Tancredi Falconeri, el arquetipo de la “casta política” (Antonio Escohotado), de aquellos hombres que defienden el poder a cualquier costa y desde cualquier orilla, sea cual fuere el frente que los cobije, en tanto y en cuanto puedan conservar u obtener beneficios. “El Gatopardo” muestra el cinismo y oportunismo que tienen ciertos saltimbanquis políticos, que encajan como un guante tallado a medida a la realidad de varios países. En la Bolivia actual, se tienen identificados a varios de estos oportunistas que, en apenas unas pocas semanas han recorrido varios frentes políticos a la sombra de sus “líderes” a los que se han dado a la tarea de defender con uñas y dientes ante los medios, empleando siempre el postureo y mostrando un nuevo perfil a la hora de subirse al siguiente barco.

La historia es fascinante y nos brinda la oportunidad de extrapolar la realidad actual con la de otros tiempos y otros lugares, para darnos cuenta que como nunca antes, la ética y la moral están bordeando sus niveles más bajos. La falta de vergüenza, la ausencia de principios, de ideas, carencia de programas, sumado a la pérdida de valores y el respeto por la palabra empeñada, conduce a los “tancredis” del mundo a realizar actos censurables, indignos, execrables, carentes de toda moral.
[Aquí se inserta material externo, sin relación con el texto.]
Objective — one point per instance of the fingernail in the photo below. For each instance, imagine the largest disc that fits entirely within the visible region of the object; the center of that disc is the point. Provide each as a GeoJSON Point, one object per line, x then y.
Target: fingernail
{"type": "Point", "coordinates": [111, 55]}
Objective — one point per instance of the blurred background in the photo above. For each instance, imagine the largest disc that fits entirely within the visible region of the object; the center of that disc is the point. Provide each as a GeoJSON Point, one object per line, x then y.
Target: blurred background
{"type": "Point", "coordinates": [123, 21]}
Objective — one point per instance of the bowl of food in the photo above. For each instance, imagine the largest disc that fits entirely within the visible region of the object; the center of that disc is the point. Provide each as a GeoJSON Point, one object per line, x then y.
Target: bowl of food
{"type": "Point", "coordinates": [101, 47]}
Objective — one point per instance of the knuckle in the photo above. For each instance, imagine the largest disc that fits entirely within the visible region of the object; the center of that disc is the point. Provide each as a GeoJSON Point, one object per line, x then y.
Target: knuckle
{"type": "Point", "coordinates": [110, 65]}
Estos seres sin voluntad, son capaces de hacer lo que sea necesario con tal de seguir medrando del poder.

La inmediatez en la que giran los destinos de las sociedades modernas, conduce a los hombres a creer que los problemas que enfrentan actualmente son nuevos o únicos, sin tomar conciencia de que las acciones políticas que apoyan e idolatran, siguen siendo las mismas desde siempre y en el caso particular boliviano, con los mismos actores desde hace cuarenta años. La incorporación de alguno que otro personaje en la “novela dramática” del país (nuevos políticos), sólo constituye un apéndice del sistema político que no admite reformas sustanciales, adaptándose al principio lampedusiano de: “Si queremos que todo siga como está, necesitamos que todo cambie”.
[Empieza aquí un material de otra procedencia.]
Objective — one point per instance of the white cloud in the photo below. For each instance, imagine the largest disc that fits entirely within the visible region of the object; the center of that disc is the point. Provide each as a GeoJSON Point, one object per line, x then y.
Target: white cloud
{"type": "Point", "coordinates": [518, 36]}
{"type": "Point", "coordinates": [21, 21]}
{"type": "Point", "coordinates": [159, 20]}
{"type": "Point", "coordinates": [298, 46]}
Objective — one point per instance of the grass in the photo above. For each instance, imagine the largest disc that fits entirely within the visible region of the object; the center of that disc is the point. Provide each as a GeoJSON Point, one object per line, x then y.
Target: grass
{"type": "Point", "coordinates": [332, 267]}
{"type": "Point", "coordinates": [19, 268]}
Tenemos el caso llamativo de la “renovación” del año dos mil veinte, de cuyos “representantes” la gran mayoría hoy se encuentran buscando nuevos frentes y espacios donde poder acomodarse; las tiendas políticas siempre dispuestos a cobijar a los “gatopardos” que ya conocen el camino al lado oscuro del alma, dichosos de poder abriles sus puertas. Esta realidad que parece de ficción, ocurre para pesar de los ciudadanos que mansamente entregaron su “voto útil” a un “inútil”, que jamás pudo articular una bancada mínima de “opoficción” y se vio desbordado desde el primer día con asambleístas que coqueteaban abiertamente con sus oponentes políticos y son los mismos “diputados de renovación” dispuestos a todo por mantenerse en el poder.

La gente se ha acostumbrado a entregar su poder, su responsabilidad individual, su inteligencia, su vida, a los supuestos representantes, esperando (absurdamente) que sean ellos –“portadores del manto divino”– los que brinden respuestas y soluciones a los múltiples problemas que los mismos (políticos), se encargaron de provocar. Esta sumisión ha significado culturalmente un retroceso de la sociedad que cuando escuchó “la llamada de la tribu”, no dudó por un instante en retornar a su condición de esclavo. Hoy el ser humano servil ha declinado su opción de lucha, apela simplemente al victimismo y, a la llegada de un nuevo mesías que sea más indulgente, aun sabiendo que todos fueron cortados con la misma tijera azul.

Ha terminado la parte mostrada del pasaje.